Some veteran drivers, like Denny Hamlin, seemed to come to grips with the car in the later portions of the season.
One measure of the struggle to adapt is the change in a driver’s season-ending rank.
Changes in Season Ranking: 2021-2022
My first graph shows the changes in season ranking for all drivers who ran full seasons in 2021 and 2022. I discuss this graph’s in my NBC Sports column, but I wanted to expand on some of the details here.
The drivers with the biggest losses (on the left) are veteran drivers, while those with the largest gains (on the right) are less-experienced drivers.
A better way to view this data (although it obscures the starting and ending points) is by plotting the change versus driver experience.

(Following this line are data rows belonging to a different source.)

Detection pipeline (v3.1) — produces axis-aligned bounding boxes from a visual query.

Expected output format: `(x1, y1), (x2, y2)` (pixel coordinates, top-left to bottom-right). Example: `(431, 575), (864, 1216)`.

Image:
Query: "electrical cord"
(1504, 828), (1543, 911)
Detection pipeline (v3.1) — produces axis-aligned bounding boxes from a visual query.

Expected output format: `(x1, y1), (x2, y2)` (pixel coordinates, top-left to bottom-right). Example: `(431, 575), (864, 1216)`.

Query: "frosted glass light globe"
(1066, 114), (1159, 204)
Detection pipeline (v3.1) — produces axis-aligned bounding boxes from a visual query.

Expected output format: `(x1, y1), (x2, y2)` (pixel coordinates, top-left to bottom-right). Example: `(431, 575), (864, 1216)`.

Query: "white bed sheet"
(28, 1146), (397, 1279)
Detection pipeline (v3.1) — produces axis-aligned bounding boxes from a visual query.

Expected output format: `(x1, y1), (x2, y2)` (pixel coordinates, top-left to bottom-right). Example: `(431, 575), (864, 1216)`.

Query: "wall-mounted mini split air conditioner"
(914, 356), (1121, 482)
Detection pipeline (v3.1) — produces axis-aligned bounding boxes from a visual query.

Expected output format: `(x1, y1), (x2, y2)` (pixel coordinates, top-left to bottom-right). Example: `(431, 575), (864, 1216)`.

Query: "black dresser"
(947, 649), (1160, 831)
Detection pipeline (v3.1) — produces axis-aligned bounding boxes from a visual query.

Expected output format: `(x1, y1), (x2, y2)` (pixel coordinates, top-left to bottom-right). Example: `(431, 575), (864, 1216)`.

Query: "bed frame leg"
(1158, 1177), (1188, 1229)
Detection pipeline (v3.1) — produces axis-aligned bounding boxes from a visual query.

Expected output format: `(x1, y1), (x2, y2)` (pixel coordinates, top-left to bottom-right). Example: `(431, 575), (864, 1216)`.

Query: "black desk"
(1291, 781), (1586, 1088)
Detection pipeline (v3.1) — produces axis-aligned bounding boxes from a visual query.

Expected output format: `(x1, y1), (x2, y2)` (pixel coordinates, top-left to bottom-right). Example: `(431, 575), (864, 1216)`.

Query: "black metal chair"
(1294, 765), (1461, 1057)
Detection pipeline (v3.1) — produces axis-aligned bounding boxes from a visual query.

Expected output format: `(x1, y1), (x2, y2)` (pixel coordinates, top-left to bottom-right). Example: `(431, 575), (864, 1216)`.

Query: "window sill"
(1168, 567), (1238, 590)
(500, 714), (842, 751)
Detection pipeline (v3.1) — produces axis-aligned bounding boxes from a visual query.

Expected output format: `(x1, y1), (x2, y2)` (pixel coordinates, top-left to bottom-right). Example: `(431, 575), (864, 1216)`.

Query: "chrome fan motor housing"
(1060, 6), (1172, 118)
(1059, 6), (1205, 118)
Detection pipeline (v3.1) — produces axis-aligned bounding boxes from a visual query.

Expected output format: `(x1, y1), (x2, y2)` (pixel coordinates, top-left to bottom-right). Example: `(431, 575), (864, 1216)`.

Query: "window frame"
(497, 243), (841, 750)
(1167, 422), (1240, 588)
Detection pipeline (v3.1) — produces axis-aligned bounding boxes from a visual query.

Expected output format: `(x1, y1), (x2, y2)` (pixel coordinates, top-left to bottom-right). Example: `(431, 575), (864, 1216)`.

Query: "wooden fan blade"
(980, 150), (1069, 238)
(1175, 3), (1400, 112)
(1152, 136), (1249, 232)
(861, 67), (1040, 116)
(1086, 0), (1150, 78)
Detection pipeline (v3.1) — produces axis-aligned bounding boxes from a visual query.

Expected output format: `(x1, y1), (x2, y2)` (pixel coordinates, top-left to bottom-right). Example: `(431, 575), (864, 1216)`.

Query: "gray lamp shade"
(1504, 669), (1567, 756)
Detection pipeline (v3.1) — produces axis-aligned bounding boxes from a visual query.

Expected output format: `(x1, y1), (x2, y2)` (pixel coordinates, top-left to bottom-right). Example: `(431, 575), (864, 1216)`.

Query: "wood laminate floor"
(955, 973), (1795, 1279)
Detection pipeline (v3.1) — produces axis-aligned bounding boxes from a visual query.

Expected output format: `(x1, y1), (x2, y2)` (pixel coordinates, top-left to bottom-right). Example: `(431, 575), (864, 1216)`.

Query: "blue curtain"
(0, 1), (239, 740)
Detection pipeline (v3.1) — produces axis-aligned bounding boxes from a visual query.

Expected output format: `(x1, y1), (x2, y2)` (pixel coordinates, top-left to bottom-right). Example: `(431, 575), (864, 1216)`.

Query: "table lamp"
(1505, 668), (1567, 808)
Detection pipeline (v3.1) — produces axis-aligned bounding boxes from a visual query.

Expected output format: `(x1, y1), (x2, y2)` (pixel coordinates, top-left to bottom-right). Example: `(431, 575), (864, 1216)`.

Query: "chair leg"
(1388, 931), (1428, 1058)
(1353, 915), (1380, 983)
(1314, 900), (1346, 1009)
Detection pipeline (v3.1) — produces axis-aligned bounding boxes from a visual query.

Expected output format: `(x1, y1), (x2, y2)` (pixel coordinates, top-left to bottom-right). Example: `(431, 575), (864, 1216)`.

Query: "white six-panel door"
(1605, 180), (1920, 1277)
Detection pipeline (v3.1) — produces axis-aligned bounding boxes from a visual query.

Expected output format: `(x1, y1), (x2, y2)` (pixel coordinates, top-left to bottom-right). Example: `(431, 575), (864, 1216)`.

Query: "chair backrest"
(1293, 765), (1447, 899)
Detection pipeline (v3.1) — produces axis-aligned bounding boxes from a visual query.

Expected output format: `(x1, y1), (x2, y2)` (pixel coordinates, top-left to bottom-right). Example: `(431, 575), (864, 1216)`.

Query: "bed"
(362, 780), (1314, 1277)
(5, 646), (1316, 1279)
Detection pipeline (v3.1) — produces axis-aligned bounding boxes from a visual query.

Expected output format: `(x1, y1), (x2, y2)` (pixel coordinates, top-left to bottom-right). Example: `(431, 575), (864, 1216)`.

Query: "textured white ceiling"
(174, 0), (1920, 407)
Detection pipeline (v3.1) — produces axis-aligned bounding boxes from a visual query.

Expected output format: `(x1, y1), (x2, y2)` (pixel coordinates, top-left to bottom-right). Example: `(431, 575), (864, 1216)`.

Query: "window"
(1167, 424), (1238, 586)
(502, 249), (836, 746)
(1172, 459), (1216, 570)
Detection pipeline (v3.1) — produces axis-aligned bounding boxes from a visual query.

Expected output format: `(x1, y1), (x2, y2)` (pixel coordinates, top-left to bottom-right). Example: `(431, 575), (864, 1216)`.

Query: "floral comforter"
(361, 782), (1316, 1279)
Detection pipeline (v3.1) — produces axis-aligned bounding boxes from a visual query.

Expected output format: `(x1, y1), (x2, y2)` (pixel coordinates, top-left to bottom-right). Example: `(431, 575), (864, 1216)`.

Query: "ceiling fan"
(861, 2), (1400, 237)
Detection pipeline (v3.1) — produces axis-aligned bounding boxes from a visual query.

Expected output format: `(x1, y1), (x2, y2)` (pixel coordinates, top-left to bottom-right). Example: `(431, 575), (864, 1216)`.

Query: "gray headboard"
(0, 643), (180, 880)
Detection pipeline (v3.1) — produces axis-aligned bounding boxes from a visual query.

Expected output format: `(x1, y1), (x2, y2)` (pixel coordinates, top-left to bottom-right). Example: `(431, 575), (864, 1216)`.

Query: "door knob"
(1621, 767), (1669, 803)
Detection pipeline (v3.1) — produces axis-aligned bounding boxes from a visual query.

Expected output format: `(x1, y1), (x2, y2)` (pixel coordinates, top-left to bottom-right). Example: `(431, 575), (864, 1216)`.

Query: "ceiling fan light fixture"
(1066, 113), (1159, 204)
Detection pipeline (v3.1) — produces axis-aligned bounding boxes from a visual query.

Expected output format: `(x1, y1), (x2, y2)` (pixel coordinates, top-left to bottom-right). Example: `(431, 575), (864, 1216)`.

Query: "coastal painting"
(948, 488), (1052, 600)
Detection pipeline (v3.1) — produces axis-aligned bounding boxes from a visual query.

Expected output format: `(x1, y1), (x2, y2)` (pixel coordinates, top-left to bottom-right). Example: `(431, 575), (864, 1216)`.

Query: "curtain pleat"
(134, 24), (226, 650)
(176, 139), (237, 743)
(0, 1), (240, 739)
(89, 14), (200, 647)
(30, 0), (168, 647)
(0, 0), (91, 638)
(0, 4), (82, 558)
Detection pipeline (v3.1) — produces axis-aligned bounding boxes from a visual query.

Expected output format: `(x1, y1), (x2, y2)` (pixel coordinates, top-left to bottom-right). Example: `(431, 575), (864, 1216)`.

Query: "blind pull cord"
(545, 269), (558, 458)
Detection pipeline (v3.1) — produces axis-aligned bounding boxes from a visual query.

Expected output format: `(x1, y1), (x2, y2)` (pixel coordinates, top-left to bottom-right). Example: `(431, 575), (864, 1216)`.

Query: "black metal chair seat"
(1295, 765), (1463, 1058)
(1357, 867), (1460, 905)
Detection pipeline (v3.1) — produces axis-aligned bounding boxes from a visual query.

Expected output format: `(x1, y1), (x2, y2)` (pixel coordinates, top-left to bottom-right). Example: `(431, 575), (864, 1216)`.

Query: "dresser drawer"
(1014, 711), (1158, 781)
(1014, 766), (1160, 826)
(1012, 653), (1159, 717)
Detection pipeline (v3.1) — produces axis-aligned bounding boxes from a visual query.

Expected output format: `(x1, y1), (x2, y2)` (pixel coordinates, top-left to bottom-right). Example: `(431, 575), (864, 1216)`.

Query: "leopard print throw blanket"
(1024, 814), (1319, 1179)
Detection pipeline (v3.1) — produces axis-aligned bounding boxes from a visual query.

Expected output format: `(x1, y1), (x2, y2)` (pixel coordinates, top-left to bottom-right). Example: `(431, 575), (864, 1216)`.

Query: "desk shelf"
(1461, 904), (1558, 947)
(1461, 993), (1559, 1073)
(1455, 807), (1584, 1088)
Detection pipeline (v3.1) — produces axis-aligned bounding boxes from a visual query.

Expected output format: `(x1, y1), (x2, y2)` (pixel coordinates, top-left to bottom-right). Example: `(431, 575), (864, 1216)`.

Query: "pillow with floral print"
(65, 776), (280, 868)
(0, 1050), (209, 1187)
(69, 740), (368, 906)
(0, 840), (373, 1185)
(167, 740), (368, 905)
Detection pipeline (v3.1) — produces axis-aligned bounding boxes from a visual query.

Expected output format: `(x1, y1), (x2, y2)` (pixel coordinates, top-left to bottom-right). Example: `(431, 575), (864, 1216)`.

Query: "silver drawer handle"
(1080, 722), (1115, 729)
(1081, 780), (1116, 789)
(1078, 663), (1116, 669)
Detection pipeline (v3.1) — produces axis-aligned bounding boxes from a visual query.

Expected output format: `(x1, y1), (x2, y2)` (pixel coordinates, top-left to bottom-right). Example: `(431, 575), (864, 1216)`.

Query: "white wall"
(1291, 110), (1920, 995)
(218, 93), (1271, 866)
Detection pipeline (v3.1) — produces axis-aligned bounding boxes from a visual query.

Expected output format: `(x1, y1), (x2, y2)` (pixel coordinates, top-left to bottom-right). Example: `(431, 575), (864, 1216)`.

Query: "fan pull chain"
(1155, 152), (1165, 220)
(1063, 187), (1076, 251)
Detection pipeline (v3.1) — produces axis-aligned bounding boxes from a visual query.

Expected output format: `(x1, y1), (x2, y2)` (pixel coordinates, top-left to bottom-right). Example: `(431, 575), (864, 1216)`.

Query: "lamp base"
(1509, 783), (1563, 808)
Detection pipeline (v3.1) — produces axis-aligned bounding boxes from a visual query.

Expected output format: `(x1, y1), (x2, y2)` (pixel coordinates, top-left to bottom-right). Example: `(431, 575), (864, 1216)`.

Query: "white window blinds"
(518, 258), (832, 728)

More-Experienced Drivers in the Next Gen Ca
Age is a lousy proxy for experience. The number of races run is a much better measure — although it still doesn’t account for individual talent. But there’s only so much you can do with a single parameter. The positive is that we’re comparing each individual to himself in this analysis.
So let’s plot change in rank versus number of races run at the end of the 2022 season. Again, I include only drivers who ran all races in both seasons,
I discussed individual drivers in the NBC article. Here, I want to focus on the trend. The data trend from lower right to upper left. There’s a lot of scatter because only 19 drivers were eligible.
Here’s the same graph without names, but with a line to guide the eye. Even with the small amount of data, I think it’s pretty strong numerical confirmation that more-experienced drivers fared worse with the Next Gen car.
But Don’t More-Experienced Drivers Normally Do Worse?
Just to check, I made the same graph for 2020-2021.
This graph shows much smaller changes and the lower left/upper right trend isn’t evident. More-experienced drivers (as a group) didn’t do significantly worse with the same car.
Why Not Age?
I plotted the same data versus the driver’s age as of the last race of the 2022 season.
You can see the same overall trend, but it’s less evident plotting the data this way.
Other Data Support the Trend
The elimination-playoff format skews the season rankings. The numbers say that Kyle Busch had a better season than Tyler Reddick, but I don’t buy that.
Top-10 and average finish data, because they aren’t subject to the artificial constraints of the playoff format, are more objective. I didn’t have time to get into the particularities of that data in the other article, so I’m showing it here.
Both metrics they show the same trend as the rank data.
I used the slider widget here so that you can see the data without names cluttering up the graph; however, I thought you might also be interested in which data point corresponds to which driver.
Average Finish Position
I think the changes in average finish shows the trend most clearly.
All three parameters together make a strong case that more-experienced drivers fared worse with the Next Gen car than less-experienced drivers.